From the opening shot of Krisha, this month’s First Friday Art Film offering from the Vashon Film Society, the viewer gets the feeling of being dragged by a locomotive that’s about to go off the tracks. Krisha arrives at her sister’s home for Thanksgiving with part of her dress caught in the car door. The camera follows her as she makes her way to the front porch with reckless determination, where she nervously prepares to see the family she abandoned years earlier. Stilted hugs and wary welcomes greet her, leaving one with a sense that Krisha is the black sheep of this family, and yet here she is, home for the holidays and hoping for an opportunity to mend fences.
The film won both the Grand Jury and Audience Awards at the 2015 South-by-Southwest Film Festival and was an official selection of Critics Week at the 2015 Cannes Film Festival. Krisha won the John Cassavetes Award at this year’s Independent Spirit Awards and its theatrical release in March has led to rave reviews from the New York Times, Vanity Fair, Rolling Stone, Variety, the Washington Post and dozens of other publications.
Krisha marks the stunning directorial debut of 27-year-old Trey Edward Shults, who shot the film in nine days in his parents’ Texas home. He cast friends and family in key roles, including the role of Krisha herself, played by Shults’ aunt, Krisha Fairchild, a former Seattle voice actor who had ostensibly retired to a quiet life in San Miguel de Allende, Mexico. Now, after receiving universal accolades for her performance, Fairchild has a new manager and is leaving the door open to renewing her acting career, with careful attention paid to the types of roles she might be offered.

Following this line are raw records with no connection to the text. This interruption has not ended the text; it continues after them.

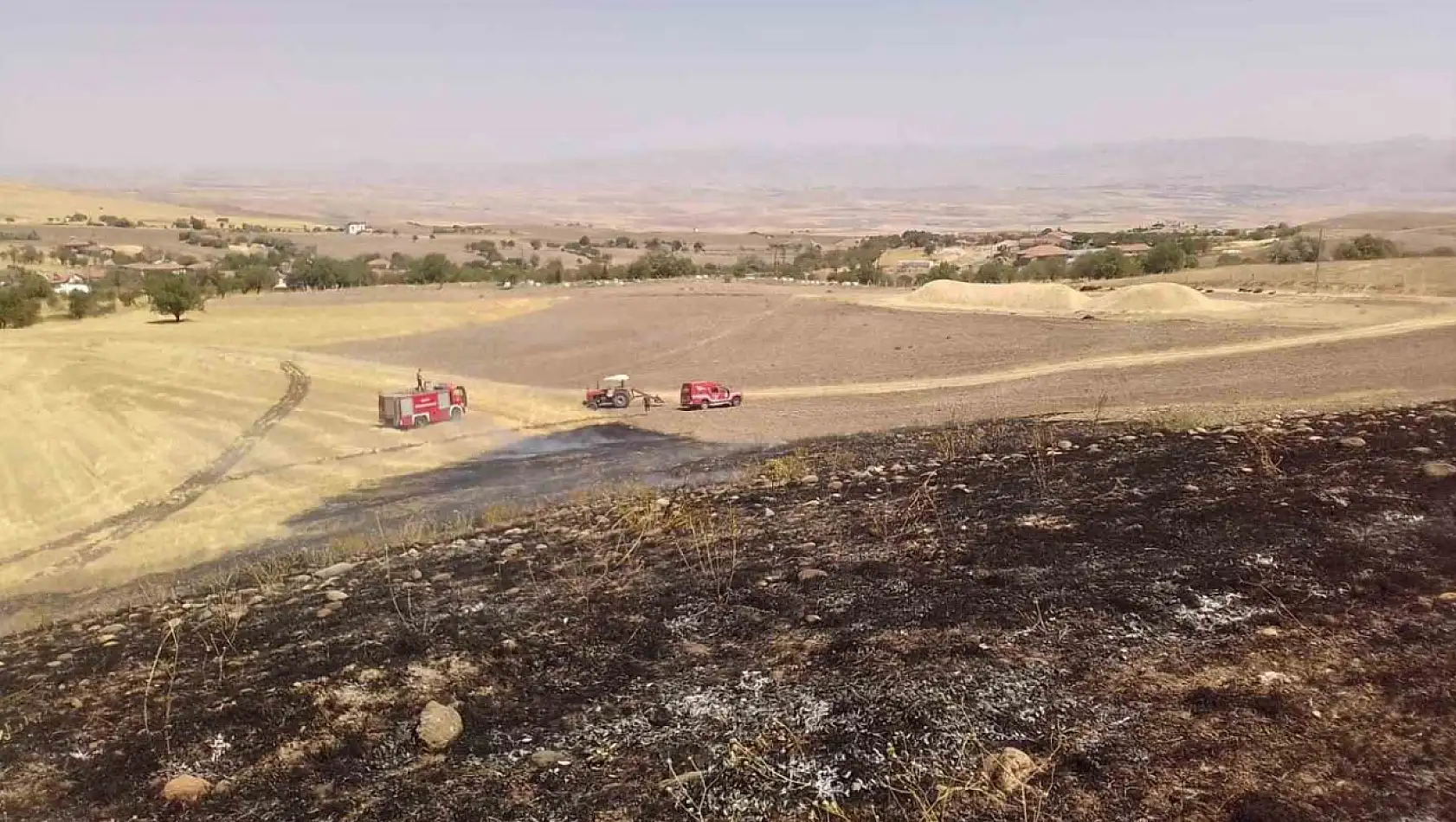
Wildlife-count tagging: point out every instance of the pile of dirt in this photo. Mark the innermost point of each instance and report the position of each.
(1153, 297)
(1091, 621)
(999, 297)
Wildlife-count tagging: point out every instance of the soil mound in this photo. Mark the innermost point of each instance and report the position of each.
(1153, 297)
(1001, 297)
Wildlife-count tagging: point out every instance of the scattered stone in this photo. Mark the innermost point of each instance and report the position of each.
(682, 780)
(187, 789)
(1439, 470)
(439, 725)
(696, 649)
(334, 570)
(1008, 770)
(549, 760)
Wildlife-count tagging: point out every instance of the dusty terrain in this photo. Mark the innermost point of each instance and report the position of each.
(153, 448)
(1002, 621)
(25, 204)
(817, 360)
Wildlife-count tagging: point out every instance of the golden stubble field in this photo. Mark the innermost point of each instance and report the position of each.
(136, 447)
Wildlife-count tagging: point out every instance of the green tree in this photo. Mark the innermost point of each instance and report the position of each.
(255, 277)
(81, 305)
(1366, 247)
(995, 271)
(1295, 249)
(1163, 258)
(1108, 264)
(939, 271)
(173, 294)
(1043, 269)
(433, 268)
(16, 309)
(486, 251)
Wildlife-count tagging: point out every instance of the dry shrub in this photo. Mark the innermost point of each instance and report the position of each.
(789, 467)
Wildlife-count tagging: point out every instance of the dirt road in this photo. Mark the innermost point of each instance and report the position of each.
(98, 538)
(1112, 361)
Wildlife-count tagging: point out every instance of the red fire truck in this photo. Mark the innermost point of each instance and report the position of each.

“I’m old!” Fairchild told Rolling Stone. “I have maybe ten years at best left to act. So I’m saying ‘bring it.’ If you have a character that’s multi-dimensional, that speaks well for women who look real, just bring it.”
The film is a tale of addiction, love, family and forgivenesss, with deep personal meaning for each family member in the cast. Fairchild’s niece (and Shults’ cousin), Nica, relapsed and passed away shortly after a similar holiday incident several years ago.

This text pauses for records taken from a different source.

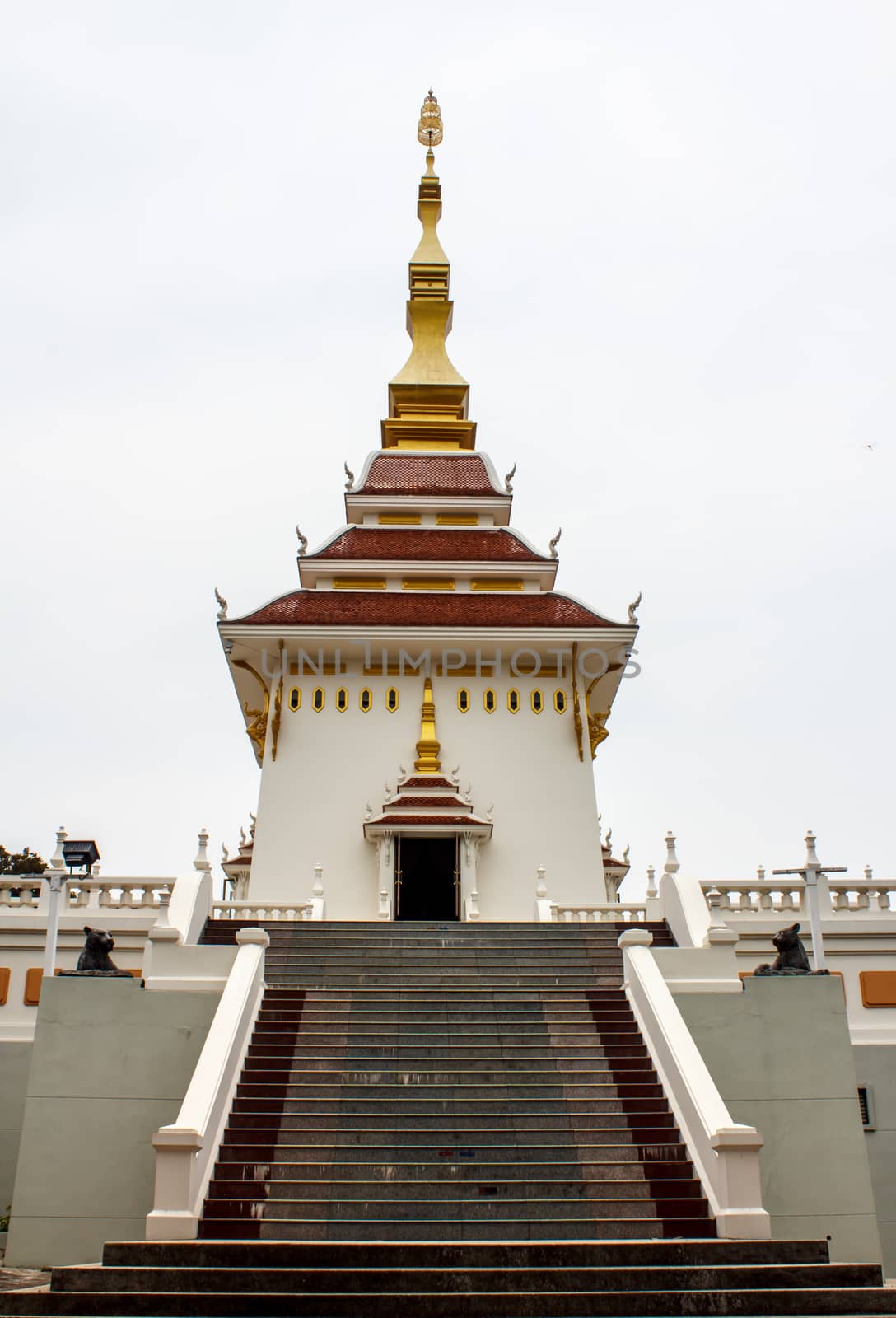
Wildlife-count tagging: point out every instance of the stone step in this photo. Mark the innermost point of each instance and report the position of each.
(497, 1019)
(461, 1124)
(269, 1133)
(511, 1089)
(460, 1282)
(525, 1254)
(567, 1155)
(353, 1063)
(451, 1188)
(489, 1209)
(441, 1109)
(559, 1304)
(260, 1074)
(563, 1227)
(467, 964)
(458, 1164)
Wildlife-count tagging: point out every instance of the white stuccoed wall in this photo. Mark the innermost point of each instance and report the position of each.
(329, 764)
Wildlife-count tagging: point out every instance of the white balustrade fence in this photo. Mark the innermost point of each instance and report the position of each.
(28, 891)
(858, 896)
(254, 911)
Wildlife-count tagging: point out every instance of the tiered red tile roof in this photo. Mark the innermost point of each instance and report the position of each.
(427, 544)
(423, 610)
(425, 474)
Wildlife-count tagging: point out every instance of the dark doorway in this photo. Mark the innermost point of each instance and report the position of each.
(427, 878)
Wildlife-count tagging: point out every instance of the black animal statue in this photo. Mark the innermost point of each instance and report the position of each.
(791, 959)
(96, 952)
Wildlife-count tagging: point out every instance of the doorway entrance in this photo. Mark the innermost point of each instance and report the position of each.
(427, 878)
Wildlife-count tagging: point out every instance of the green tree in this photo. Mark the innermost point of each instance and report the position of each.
(21, 862)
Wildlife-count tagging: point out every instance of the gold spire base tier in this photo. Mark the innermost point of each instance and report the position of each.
(427, 748)
(438, 432)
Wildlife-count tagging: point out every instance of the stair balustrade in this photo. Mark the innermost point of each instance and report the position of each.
(725, 1152)
(186, 1151)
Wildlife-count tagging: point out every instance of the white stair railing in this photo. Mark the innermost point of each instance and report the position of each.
(186, 1151)
(724, 1152)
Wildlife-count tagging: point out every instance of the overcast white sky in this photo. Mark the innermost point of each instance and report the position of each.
(671, 230)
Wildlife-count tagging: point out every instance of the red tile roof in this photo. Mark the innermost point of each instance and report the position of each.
(423, 610)
(425, 474)
(428, 544)
(427, 781)
(467, 820)
(414, 802)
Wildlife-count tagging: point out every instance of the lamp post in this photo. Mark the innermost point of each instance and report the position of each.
(72, 854)
(810, 873)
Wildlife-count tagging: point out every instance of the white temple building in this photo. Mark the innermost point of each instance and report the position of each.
(414, 988)
(427, 700)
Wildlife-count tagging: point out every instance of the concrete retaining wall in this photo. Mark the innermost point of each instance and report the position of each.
(15, 1060)
(875, 1067)
(111, 1064)
(782, 1059)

“I didn’t want to look at or talk to her,” confessed Shults. “It felt like a slow-motion train wreck.”
Marked by complex tonal shifts (the film moves from dark humor to deep pathos to almost horror movie-like intensity), Shults displays a mastery of camerawork that belies his age. Many have compared his virtuosity to Terrence Malick, with whom Shults worked on multiple projects.
After the 9:30pm First Friday screening at the Vashon Theatre on May 6th, Vashon Film Society hopes to connect with Krisha Fairchild from her home in Mexico for a brief Q and A session. Admission to the show is $7.